After spending the afternoon and night up at Col de Lauteret, with magnificent mountain top views, we drove over Col de Galibier and off down the valley into Valloire. I was trying to commit the gradients to memory, as we’d be cycling the exact same route back up Galibier tomorrow.
Last night at Lauteret was a bit fraught, with hundreds of flies besieging the van. There are flocks of sheep (and angry shepherdesses, sick of campervanners distracting her pyrennean mountain dogs (pastou) from doing their jobs), and the whole area is very fertile and pastoral, and fly-ridden. We had a great walk over to gaze up at the “Meige” mountain, and promised ourselves to come back and do a longer walk next time, down into a lovely valley. There were thousands of different wild flowers, and a large yellow one, called Gentiane, from which a local sweet liqueur is made.
|Just before the hard bit!|
We based the van at a camp-site in Valloire and set off up Galibier at about 9.30am. It was already steaming hot and set to be the hottest day of the summer so far, at about 36deg. The climb up to Galibier was a hard 10miles to 2600m, but wasn’t as bad as I’d expected. Unfortunately they were tarmacking the road at the summit so we had to do a detour up to the top and then back down to go through the tunnel. There were far too many tunnels to go through back down to Bourg d’Oisan, and some were very poorly lit. Ian had a little flashing torch clipped to the back of his rucksack, so that we could be better seen by cars and occasional lorries in the tunnels. Very nervous and glad to be out the other end of them! There was just one extra climb up the Ferrand valley, with views down the steep gorge sides, before we free-wheeled and then cycled into the wind on our way down to B d’ Oisan. A total of 42miles, we were glad to relax at the end. We hadn’t needed to carry much extra clothing with us, because it was so very hot. At least the afternoon breezes had helped to stop it being unbearable, but we dived for the shower, once we’d signed ourselves in at the Hotel Milan. Not a great place, to say the least. Health and Safety would have had a field day- an air of decay and dilapidation and not even clean! The bed-linen was clean, the room was cool and the shower worked, and that was about it! None of the loos worked in the hotel, so there were some very embarrassed faces at check-out!

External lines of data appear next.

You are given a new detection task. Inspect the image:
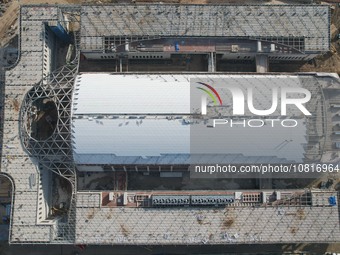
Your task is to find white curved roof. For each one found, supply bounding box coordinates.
[72,73,307,164]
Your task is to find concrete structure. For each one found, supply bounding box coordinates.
[1,4,340,244]
[80,4,330,61]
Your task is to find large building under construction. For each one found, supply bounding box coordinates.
[1,4,340,245]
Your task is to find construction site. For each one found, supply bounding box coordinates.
[0,1,340,255]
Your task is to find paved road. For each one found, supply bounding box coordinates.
[0,244,328,255]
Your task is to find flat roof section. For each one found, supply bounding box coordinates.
[81,3,330,52]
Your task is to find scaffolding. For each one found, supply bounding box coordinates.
[81,3,330,53]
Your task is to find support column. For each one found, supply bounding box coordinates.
[208,52,216,73]
[255,54,268,73]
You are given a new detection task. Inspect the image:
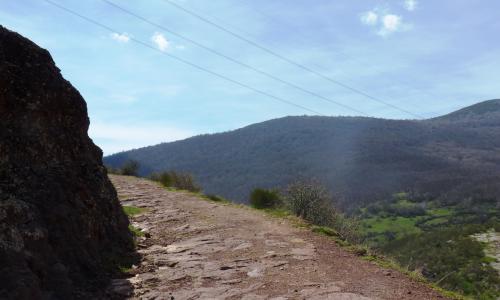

We knew it was going to be another hot, long day, so we set off by 8am. Up to the ski village of Allemont, a nice gentle 10mile start, and then the climb up past the Vaugany turn-off, with the Belledonne mountain range off to our left. Steeply up to the village of le Rivier d’Allemont, with its memorial to those who fought in the Resistance, and then all that height lost as we plunged steeply downhill across the river, and then very steeply uphill to the Barrage and reservoir of the Grand’Maison. I was absolutely spent but just about had enough energy for the final ascent up to Col de la Croix de Fer. A couple of fizzy drinks at a bar, just before the last climb. The views all the way up had been fantastic, but the last section is particularly stunning scenery- big, sweeping green mountain sides, two huge eagles gliding over the scene. Wonderful, but very, very hard. Col de Galibier had been less exhausting than I’d expected, but we were both shocked at how hard we’d found this climb. Unfortunately Ian had had to wait for me for quite a while!